I don’t know what I’m looking for, but I feel compelled to try. There probably won’t be any evidence, but something might give me an idea. I already feel stuck here now, I don’t know if I can leave.
“Yeah, sure. You thinking about buying it? It’ll be a big difference from what you currently drive.”
“Yeah, I know. But maybe, I mean, everyone needs a big black van, don’t they?”
He unlocks it and I climb inside, my heart racing and pulsing. I can feel a snake of fear tearing through my body. My head pounds as I glance around but it just looks like an abandoned empty van. There isn’t even a spot of blood or anything on it. Nothing to suggest that a poor boy was dragged inside.
But I’m still not convinced that it didn’t happen. I might be even more sure that it did now. I just need to find a way to connect the owner of this van to Savannah’s husband and the mystery might well unravel. Just as I was about to give up on her and this place and leave forever. Thank God for my broken headlight! Fate it sure is.

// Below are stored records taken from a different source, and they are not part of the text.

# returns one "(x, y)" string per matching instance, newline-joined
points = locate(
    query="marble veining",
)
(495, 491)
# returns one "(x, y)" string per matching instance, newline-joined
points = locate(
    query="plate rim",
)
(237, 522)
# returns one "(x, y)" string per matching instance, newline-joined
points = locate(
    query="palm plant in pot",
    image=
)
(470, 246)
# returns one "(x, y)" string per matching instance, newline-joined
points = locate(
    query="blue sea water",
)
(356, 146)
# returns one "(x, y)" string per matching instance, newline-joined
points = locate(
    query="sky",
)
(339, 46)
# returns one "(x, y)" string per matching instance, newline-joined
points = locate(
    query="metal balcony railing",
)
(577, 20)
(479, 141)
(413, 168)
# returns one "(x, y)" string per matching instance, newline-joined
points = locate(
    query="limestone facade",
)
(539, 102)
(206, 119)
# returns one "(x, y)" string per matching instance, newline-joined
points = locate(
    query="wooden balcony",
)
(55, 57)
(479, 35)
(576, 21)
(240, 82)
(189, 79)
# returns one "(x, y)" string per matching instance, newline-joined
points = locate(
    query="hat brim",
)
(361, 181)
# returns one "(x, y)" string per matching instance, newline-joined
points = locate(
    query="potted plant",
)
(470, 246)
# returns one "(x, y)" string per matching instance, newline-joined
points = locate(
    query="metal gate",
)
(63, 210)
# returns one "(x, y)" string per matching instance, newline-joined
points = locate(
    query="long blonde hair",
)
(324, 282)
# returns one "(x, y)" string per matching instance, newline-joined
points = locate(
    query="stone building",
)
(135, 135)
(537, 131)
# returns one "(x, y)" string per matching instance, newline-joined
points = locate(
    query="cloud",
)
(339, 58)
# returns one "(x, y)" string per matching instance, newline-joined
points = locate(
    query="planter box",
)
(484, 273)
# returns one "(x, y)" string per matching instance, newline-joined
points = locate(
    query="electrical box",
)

“So, erm, did the owner, Hank…”
“Hank Fry.”
I need to remember that name! It’s a person of interest, someone I really need to find to take this investigation further. Because I can feel that familiar magnetic pull in my chest. I’m not going anywhere. Not when all of this is going on. I might not be able to access Savannah right now, but I can still help her.
“Yes, did he say that the van has ever been involved in an accident or anything? Because that can cause internal issues, can’t it?” I smile thinly. “I don’t want to buy something that might cost money later on. I don’t think I know enough about vans to take on a project.”
“Oh no.” He shakes his head firmly. “And I have checked it over. No sign of an accident at all.”
There’s no way a van could mount a side walk, hit a woman and kill a child without causing some damage to itself. So maybe Savannah is right about it all. that’s why no one was caught, why the ‘funeral’ happened without her, why she has all of these memories that are different to what her husband says.
“Oh, right okay. Well, erm, I better go now but I might be back to pick it up.”
“But I thought you didn’t live around here.” He furrows his eyebrows in confusion.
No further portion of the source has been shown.